En entrant dans sa chambre d’hôpital, je l’ai trouvée assise sur son lit, vêtue d’une des chemises de nuit que j’avais apportées aux infirmières.
— Bonjour Julie !
Elle semble heureuse de me voir.
— Bonjour madame Roudan. Vous ne regardez pas la télé ?
— C’est ton heure, alors j’ai éteint pour t’attendre.
— Vous avez l’air en pleine forme.
— Je suis contente que tu sois là. Tu as vu ? Ils m’ont donné une belle chemise de nuit. Et des produits de toilette aussi. Il y a même du parfum.
— Tant mieux.
Je vois bien qu’elle m’observe. Pour donner le change, je lui fais admirer ses nouvelles tomates et ses fruits.
— Les petits pois ne vont pas tarder.
— Ils seront pour toi. Les infirmières m’interdisent de plus en plus de choses.
Elle me désigne la perfusion piquée dans son bras.
— Ils disent que ça me fatigue moins l’organisme si je me nourris avec ça. Alors, la boulangerie, comment ça se passe ? Il est revenu, ton méchant client ?

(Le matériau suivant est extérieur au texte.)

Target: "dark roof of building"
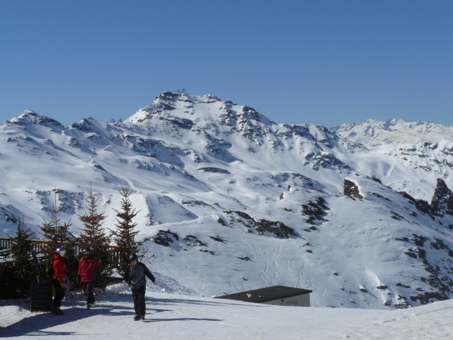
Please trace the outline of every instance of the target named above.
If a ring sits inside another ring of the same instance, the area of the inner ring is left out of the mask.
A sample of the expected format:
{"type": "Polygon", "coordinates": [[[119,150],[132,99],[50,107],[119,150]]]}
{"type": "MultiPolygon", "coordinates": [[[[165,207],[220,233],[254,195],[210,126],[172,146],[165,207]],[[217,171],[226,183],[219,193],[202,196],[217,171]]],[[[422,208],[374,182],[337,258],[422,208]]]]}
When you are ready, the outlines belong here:
{"type": "Polygon", "coordinates": [[[308,289],[286,287],[285,286],[272,286],[271,287],[247,291],[243,293],[236,293],[229,295],[218,296],[216,298],[262,304],[263,302],[268,302],[279,299],[286,299],[287,297],[302,295],[310,293],[312,293],[312,291],[308,289]]]}

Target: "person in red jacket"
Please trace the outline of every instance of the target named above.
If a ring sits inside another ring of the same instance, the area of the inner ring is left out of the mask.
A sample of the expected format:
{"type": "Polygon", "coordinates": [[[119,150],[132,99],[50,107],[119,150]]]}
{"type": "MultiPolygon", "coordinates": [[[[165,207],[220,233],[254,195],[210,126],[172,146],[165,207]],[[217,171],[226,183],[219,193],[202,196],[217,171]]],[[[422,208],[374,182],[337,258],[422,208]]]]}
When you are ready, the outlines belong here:
{"type": "Polygon", "coordinates": [[[65,277],[66,277],[66,264],[63,261],[63,258],[66,254],[66,249],[60,247],[54,254],[54,276],[52,277],[52,284],[55,287],[55,297],[54,298],[54,308],[52,314],[54,315],[62,315],[63,311],[60,308],[61,306],[61,299],[65,296],[65,277]]]}
{"type": "Polygon", "coordinates": [[[99,262],[96,261],[93,256],[90,256],[90,249],[84,248],[83,249],[83,257],[79,263],[79,271],[77,275],[79,275],[80,281],[84,284],[86,290],[86,309],[96,306],[94,298],[94,278],[95,268],[99,267],[99,262]]]}

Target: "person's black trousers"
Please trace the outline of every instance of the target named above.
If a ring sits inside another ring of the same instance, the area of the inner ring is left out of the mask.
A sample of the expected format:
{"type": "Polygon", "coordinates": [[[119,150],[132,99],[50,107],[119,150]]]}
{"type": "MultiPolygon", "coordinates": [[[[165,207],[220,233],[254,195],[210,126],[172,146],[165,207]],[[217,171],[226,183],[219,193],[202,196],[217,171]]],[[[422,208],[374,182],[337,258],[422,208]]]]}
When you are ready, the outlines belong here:
{"type": "Polygon", "coordinates": [[[52,284],[55,287],[55,297],[54,297],[54,308],[59,308],[61,306],[61,299],[65,296],[65,288],[58,280],[52,280],[52,284]]]}
{"type": "Polygon", "coordinates": [[[138,289],[131,289],[132,298],[134,299],[134,309],[135,314],[144,315],[146,313],[146,304],[145,303],[145,291],[146,286],[143,286],[138,289]]]}
{"type": "Polygon", "coordinates": [[[88,295],[88,297],[86,297],[86,303],[94,304],[94,281],[91,281],[91,282],[84,282],[84,284],[85,285],[86,295],[88,295]]]}

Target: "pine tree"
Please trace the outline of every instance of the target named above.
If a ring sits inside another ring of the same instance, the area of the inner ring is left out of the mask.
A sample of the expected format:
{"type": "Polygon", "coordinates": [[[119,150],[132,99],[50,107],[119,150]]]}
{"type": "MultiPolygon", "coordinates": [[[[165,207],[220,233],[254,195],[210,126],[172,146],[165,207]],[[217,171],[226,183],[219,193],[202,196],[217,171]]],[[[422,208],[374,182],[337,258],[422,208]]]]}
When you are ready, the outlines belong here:
{"type": "Polygon", "coordinates": [[[14,262],[8,270],[6,291],[9,298],[28,297],[30,295],[30,284],[36,282],[36,267],[32,260],[31,236],[33,233],[23,227],[23,218],[19,218],[16,236],[8,237],[12,241],[11,254],[14,262]]]}
{"type": "Polygon", "coordinates": [[[123,196],[121,201],[121,211],[115,209],[115,212],[117,214],[116,218],[117,224],[115,226],[117,227],[116,230],[111,231],[111,237],[115,243],[119,248],[119,264],[117,266],[119,271],[123,269],[129,260],[129,256],[132,253],[145,253],[146,251],[143,249],[143,244],[150,240],[150,238],[146,238],[141,241],[135,240],[137,235],[139,234],[138,231],[135,231],[135,228],[137,224],[132,222],[132,218],[140,212],[135,209],[132,209],[132,202],[129,199],[132,192],[129,188],[124,188],[121,186],[121,190],[119,190],[119,194],[123,196]]]}
{"type": "Polygon", "coordinates": [[[79,220],[84,227],[78,238],[78,242],[84,247],[91,249],[91,255],[99,262],[99,268],[95,269],[96,278],[105,287],[108,282],[109,277],[112,275],[112,264],[109,254],[111,238],[106,235],[106,230],[102,228],[102,224],[106,216],[104,213],[97,212],[97,201],[99,196],[93,194],[90,184],[90,195],[84,198],[88,203],[88,213],[79,216],[79,220]]]}
{"type": "Polygon", "coordinates": [[[60,225],[60,220],[58,218],[58,213],[61,212],[61,210],[58,208],[56,203],[56,188],[54,192],[55,203],[52,203],[52,218],[49,222],[43,219],[43,225],[39,226],[41,235],[48,242],[43,250],[46,257],[51,258],[58,248],[64,247],[66,249],[65,262],[68,269],[68,277],[70,280],[73,282],[78,269],[75,253],[76,238],[69,229],[72,225],[71,220],[67,223],[65,222],[63,225],[60,225]]]}

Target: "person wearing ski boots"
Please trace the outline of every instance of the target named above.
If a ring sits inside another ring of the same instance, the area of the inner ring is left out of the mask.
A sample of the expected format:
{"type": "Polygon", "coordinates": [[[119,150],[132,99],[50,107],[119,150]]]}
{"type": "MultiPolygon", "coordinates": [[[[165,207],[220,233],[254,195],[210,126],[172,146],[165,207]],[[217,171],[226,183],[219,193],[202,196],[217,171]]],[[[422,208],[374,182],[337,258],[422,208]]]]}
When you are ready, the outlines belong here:
{"type": "Polygon", "coordinates": [[[85,286],[86,291],[86,309],[95,307],[96,303],[94,297],[95,268],[99,268],[99,262],[90,255],[90,249],[84,248],[82,251],[83,256],[79,263],[79,281],[85,286]]]}
{"type": "Polygon", "coordinates": [[[54,297],[54,307],[52,314],[54,315],[62,315],[63,311],[60,308],[61,307],[61,299],[65,296],[65,277],[66,277],[66,264],[63,261],[63,258],[66,254],[66,249],[60,247],[55,251],[54,254],[54,275],[52,277],[52,284],[55,287],[55,297],[54,297]]]}
{"type": "Polygon", "coordinates": [[[146,277],[156,284],[156,279],[146,266],[139,262],[139,258],[135,253],[129,256],[129,263],[124,269],[124,281],[129,285],[134,299],[135,315],[134,320],[144,320],[146,313],[145,304],[145,291],[146,290],[146,277]]]}

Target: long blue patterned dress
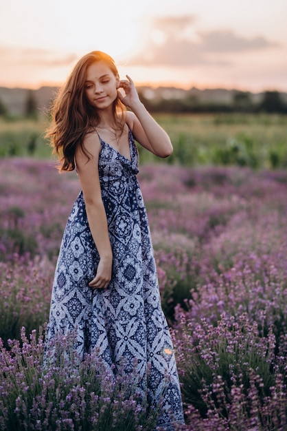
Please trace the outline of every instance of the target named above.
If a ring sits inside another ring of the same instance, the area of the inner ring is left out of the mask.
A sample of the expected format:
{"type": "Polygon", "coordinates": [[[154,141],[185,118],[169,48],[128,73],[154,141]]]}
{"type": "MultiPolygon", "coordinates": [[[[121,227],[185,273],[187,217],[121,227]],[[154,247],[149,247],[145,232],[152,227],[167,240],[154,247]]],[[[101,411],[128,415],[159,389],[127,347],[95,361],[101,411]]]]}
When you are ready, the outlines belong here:
{"type": "Polygon", "coordinates": [[[146,382],[148,368],[149,388],[162,405],[158,424],[172,430],[172,421],[183,420],[181,392],[136,177],[137,149],[130,129],[130,160],[100,137],[100,180],[113,253],[112,280],[106,289],[93,291],[88,286],[100,257],[81,191],[61,244],[47,340],[76,328],[80,355],[96,348],[107,368],[113,364],[115,372],[122,367],[123,359],[126,372],[130,372],[136,362],[141,384],[146,382]]]}

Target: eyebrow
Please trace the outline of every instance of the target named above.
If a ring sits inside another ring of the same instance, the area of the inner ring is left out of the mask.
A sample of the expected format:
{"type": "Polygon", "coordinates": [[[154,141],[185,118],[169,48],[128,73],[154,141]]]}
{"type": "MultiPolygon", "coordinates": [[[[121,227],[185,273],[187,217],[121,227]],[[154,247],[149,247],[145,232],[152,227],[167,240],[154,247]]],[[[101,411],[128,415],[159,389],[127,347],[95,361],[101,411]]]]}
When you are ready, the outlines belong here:
{"type": "MultiPolygon", "coordinates": [[[[99,79],[102,79],[103,78],[109,78],[110,75],[108,74],[105,74],[104,75],[102,75],[102,76],[100,76],[99,79]]],[[[93,80],[92,79],[87,79],[86,80],[86,83],[89,83],[89,82],[91,82],[93,80]]]]}

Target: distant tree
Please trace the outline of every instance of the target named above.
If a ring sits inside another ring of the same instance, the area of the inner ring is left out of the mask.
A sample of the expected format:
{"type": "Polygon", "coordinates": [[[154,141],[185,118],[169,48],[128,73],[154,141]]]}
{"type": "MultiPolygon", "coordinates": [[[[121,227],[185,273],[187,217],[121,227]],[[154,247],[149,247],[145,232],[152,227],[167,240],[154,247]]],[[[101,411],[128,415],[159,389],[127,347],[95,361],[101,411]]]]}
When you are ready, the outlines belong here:
{"type": "Polygon", "coordinates": [[[25,115],[26,117],[35,119],[38,116],[37,102],[36,101],[34,92],[32,90],[27,90],[25,106],[25,115]]]}
{"type": "Polygon", "coordinates": [[[233,95],[233,103],[236,111],[249,112],[252,110],[252,101],[249,92],[236,92],[233,95]]]}
{"type": "Polygon", "coordinates": [[[287,107],[282,101],[280,93],[277,91],[265,92],[258,108],[260,111],[268,114],[287,112],[287,107]]]}
{"type": "Polygon", "coordinates": [[[7,115],[8,110],[7,107],[4,105],[2,101],[0,99],[0,116],[7,115]]]}

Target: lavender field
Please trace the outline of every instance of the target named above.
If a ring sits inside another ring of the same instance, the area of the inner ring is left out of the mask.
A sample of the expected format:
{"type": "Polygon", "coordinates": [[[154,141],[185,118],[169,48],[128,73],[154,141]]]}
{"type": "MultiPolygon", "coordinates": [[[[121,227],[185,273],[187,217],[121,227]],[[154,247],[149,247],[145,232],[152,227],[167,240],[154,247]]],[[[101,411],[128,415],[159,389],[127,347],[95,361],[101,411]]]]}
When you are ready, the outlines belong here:
{"type": "MultiPolygon", "coordinates": [[[[142,166],[139,180],[182,383],[179,430],[286,430],[287,171],[162,164],[142,166]]],[[[78,374],[60,361],[43,372],[79,191],[51,161],[0,160],[0,430],[154,429],[133,377],[101,379],[95,358],[78,374]]]]}

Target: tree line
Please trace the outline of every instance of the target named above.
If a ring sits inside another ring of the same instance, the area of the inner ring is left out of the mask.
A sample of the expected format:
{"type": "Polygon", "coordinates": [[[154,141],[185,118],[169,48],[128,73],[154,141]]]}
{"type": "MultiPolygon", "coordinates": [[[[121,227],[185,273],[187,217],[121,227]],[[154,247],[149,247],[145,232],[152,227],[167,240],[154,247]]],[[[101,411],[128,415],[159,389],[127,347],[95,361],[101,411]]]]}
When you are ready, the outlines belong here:
{"type": "Polygon", "coordinates": [[[167,113],[218,113],[246,112],[268,114],[286,114],[287,103],[277,91],[266,91],[259,102],[253,100],[250,93],[235,92],[229,103],[216,101],[201,101],[194,95],[182,98],[147,98],[139,92],[139,97],[151,112],[167,113]]]}
{"type": "MultiPolygon", "coordinates": [[[[267,114],[286,114],[287,103],[278,91],[266,91],[262,93],[260,101],[254,101],[251,94],[247,92],[236,91],[229,103],[216,100],[203,101],[187,92],[185,97],[164,98],[157,97],[149,98],[144,92],[139,90],[139,96],[150,112],[165,113],[220,113],[242,112],[267,114]]],[[[23,116],[26,118],[37,119],[38,107],[33,90],[27,91],[23,116]]],[[[0,116],[8,117],[9,108],[0,98],[0,116]]]]}

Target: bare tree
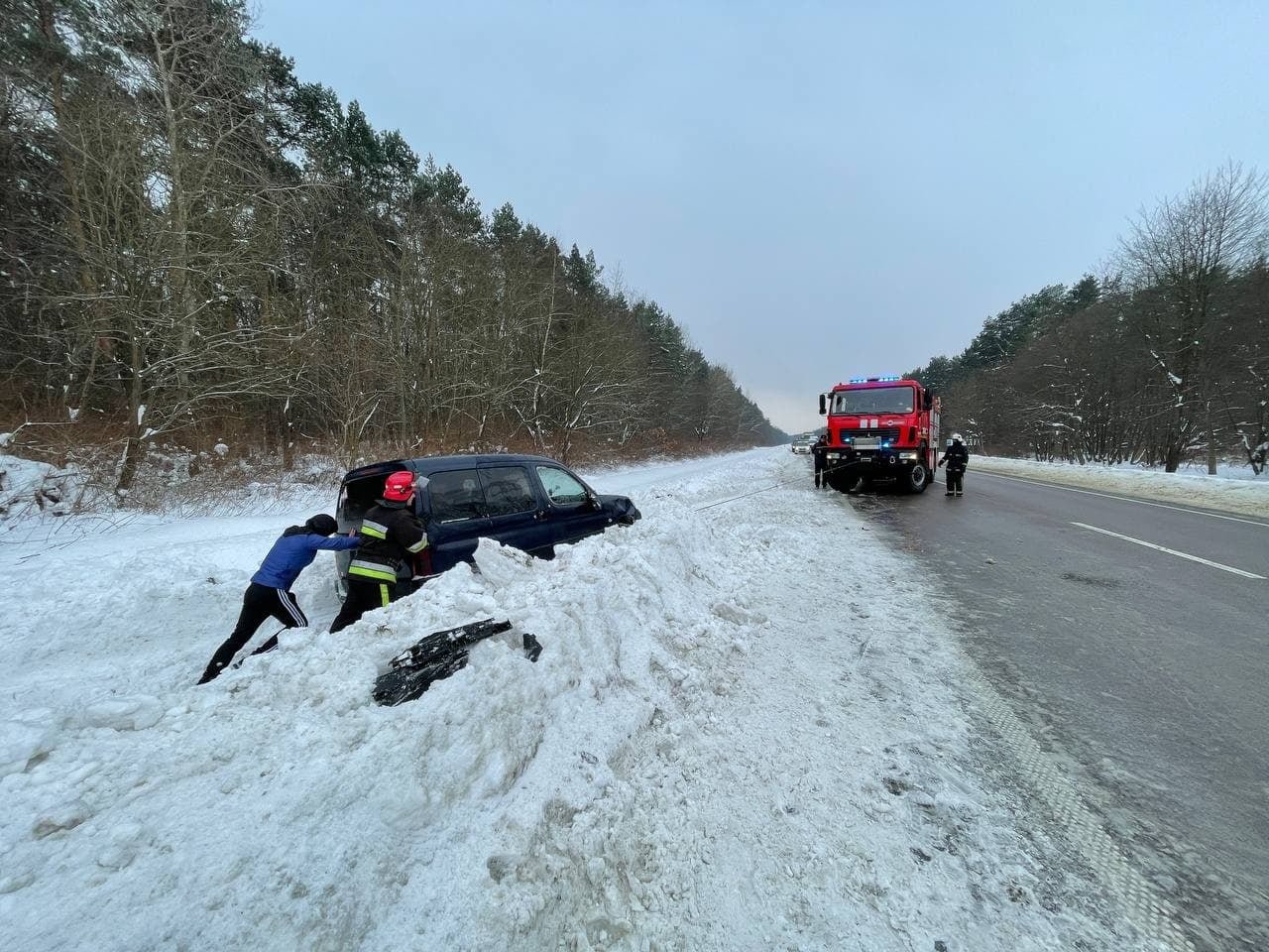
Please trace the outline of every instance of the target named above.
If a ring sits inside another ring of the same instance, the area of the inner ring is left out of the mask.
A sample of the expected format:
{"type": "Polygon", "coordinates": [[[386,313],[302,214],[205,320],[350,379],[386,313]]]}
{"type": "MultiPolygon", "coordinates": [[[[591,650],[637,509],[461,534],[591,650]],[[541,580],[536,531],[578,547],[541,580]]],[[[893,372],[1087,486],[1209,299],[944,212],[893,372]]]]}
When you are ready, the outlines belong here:
{"type": "Polygon", "coordinates": [[[1140,296],[1141,330],[1167,405],[1164,463],[1213,440],[1216,305],[1230,275],[1263,254],[1269,237],[1269,179],[1231,162],[1178,198],[1142,211],[1122,240],[1121,258],[1140,296]]]}

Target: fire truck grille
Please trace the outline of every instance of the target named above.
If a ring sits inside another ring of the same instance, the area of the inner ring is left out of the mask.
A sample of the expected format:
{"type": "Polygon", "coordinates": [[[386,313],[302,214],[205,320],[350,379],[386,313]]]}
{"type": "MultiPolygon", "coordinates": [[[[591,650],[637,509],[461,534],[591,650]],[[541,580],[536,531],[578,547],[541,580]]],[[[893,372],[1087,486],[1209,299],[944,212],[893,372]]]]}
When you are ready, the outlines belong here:
{"type": "Polygon", "coordinates": [[[841,430],[841,442],[843,443],[858,439],[859,437],[871,437],[871,438],[876,438],[876,439],[884,439],[884,440],[887,440],[890,443],[897,443],[898,442],[898,426],[881,426],[878,429],[859,429],[859,430],[843,429],[841,430]]]}

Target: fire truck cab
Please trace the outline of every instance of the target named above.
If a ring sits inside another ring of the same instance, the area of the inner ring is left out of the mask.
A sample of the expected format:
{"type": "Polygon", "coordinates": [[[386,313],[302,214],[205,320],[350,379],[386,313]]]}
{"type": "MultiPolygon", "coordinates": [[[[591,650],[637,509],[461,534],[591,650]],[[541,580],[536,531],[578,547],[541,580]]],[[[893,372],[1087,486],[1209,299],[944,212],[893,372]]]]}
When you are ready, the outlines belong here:
{"type": "Polygon", "coordinates": [[[824,470],[839,493],[891,481],[907,493],[934,482],[939,446],[939,400],[920,381],[853,377],[820,395],[829,444],[824,470]]]}

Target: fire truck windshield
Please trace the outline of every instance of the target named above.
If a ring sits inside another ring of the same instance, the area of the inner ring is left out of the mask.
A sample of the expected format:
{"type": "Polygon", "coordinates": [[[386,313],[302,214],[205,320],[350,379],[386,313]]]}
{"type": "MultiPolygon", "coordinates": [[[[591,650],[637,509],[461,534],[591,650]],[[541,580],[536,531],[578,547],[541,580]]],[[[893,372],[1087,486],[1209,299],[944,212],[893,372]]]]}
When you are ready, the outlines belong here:
{"type": "Polygon", "coordinates": [[[832,395],[835,414],[910,414],[912,413],[911,387],[868,387],[867,390],[839,390],[832,395]]]}

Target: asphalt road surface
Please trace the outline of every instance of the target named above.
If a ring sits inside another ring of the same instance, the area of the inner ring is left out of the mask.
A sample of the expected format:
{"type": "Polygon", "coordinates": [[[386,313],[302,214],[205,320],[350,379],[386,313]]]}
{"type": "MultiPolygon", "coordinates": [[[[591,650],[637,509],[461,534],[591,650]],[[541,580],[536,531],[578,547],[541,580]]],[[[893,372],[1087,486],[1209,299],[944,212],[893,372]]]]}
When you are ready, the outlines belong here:
{"type": "Polygon", "coordinates": [[[851,498],[1199,949],[1269,948],[1269,522],[975,472],[851,498]]]}

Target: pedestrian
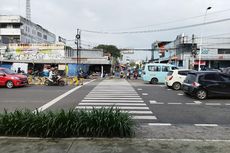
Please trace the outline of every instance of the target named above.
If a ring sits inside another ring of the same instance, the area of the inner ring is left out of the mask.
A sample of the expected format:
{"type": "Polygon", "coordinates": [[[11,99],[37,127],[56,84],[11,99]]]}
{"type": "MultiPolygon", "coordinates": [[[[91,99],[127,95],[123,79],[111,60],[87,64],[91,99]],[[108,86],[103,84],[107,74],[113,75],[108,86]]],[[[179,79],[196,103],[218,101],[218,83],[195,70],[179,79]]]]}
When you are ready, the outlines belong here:
{"type": "Polygon", "coordinates": [[[79,77],[79,84],[80,85],[83,85],[83,81],[84,81],[84,72],[83,72],[83,70],[82,69],[80,69],[80,71],[79,71],[79,75],[78,75],[78,77],[79,77]]]}

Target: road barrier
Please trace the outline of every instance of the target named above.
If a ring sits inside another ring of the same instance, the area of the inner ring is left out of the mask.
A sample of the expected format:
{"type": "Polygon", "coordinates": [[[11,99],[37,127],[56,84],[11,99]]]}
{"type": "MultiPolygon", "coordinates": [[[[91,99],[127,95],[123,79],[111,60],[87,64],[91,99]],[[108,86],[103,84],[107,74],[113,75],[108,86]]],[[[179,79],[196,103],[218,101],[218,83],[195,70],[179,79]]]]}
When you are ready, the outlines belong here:
{"type": "MultiPolygon", "coordinates": [[[[66,85],[79,85],[78,77],[65,77],[62,78],[66,85]]],[[[28,83],[31,85],[44,85],[45,84],[45,77],[39,77],[39,76],[28,76],[28,83]]]]}

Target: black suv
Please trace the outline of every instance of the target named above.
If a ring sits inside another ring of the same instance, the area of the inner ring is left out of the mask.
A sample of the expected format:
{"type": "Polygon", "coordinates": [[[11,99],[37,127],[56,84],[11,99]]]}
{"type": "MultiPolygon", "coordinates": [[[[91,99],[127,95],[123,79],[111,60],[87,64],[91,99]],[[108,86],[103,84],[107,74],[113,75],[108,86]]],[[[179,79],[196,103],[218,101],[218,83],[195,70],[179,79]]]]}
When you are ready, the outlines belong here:
{"type": "Polygon", "coordinates": [[[230,96],[230,75],[214,71],[190,72],[182,89],[185,94],[200,100],[211,96],[230,96]]]}

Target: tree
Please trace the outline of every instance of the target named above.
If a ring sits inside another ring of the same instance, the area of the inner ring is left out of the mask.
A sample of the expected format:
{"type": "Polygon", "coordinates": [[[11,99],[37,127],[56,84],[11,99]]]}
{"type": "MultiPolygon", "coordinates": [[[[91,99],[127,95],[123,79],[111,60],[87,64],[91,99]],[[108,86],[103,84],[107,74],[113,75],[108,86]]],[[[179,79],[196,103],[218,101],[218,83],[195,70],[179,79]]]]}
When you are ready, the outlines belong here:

— Il est là tous les jours.
— Il ne faut pas te laisser faire.
— On est dans le commerce, on ne doit rien dire. C’est un client comme un autre.
— Tu peux me croire, les gens vont jusqu’où on les laisse aller.
— Ma grand-mère aurait pu dire ce genre de chose.
— Et avec Ric ?
Je lui ai tout raconté. J’avoue que ça me fait du bien. Je sais qu’elle ne me jugera pas. On s’est bien amusées. On a aussi discuté de son jardin, puis de la rue, du quartier et même du jardin public où elle m’a avoué avoir volé une bonne partie de la terre de son potager. Elle s’est fatiguée plus vite qu’à ma précédente visite. Je n’aime pas ça. Je ne veux pas que ce soit un signe.
Ceux qui disent que l’on ne peut faire qu’une seule chose à la fois racontent des histoires. J’étais en train d’écouter Mme Roudan me parler du jardin public lorsque soudain, ça a fait tilt. J’ai eu un flash, une vision. Ça y est. Je sais comment sortir la voiture de Xavier !
— Xavier, ouvre ! C’est moi, Julie.
Je tambourine à nouveau à la porte de son appartement. J’entends du bruit.
— Ne reste pas cloîtré comme ça. Il faut que je te parle.
Bruit de serrure, la porte s’entrebâille. Xavier a la mine détruite.
— J’ai peut-être la solution pour ta voiture.
— Eh ben, t’es un génie, parce que c’est impossible.
— Écoute-moi, Xavier !
Je le poursuis jusqu’à l’intérieur de son appart. C’est beaucoup moins bien rangé que chez Ric. La télé est allumée, il y a des chips jusque sur le canapé. Sa combinaison de mécanicien est jetée en boule dans un coin.
— Je voudrais aller vérifier quelque chose à ton atelier, maintenant.
Il finit un fond de verre de je ne sais quoi et grommelle :
— La largeur de ma bagnole, je la connais. Celle du porche aussi. C’est mort. Point barre.
— Ce n’est pas de ça dont il est question. S’il te plaît, accompagne-moi à ton garage.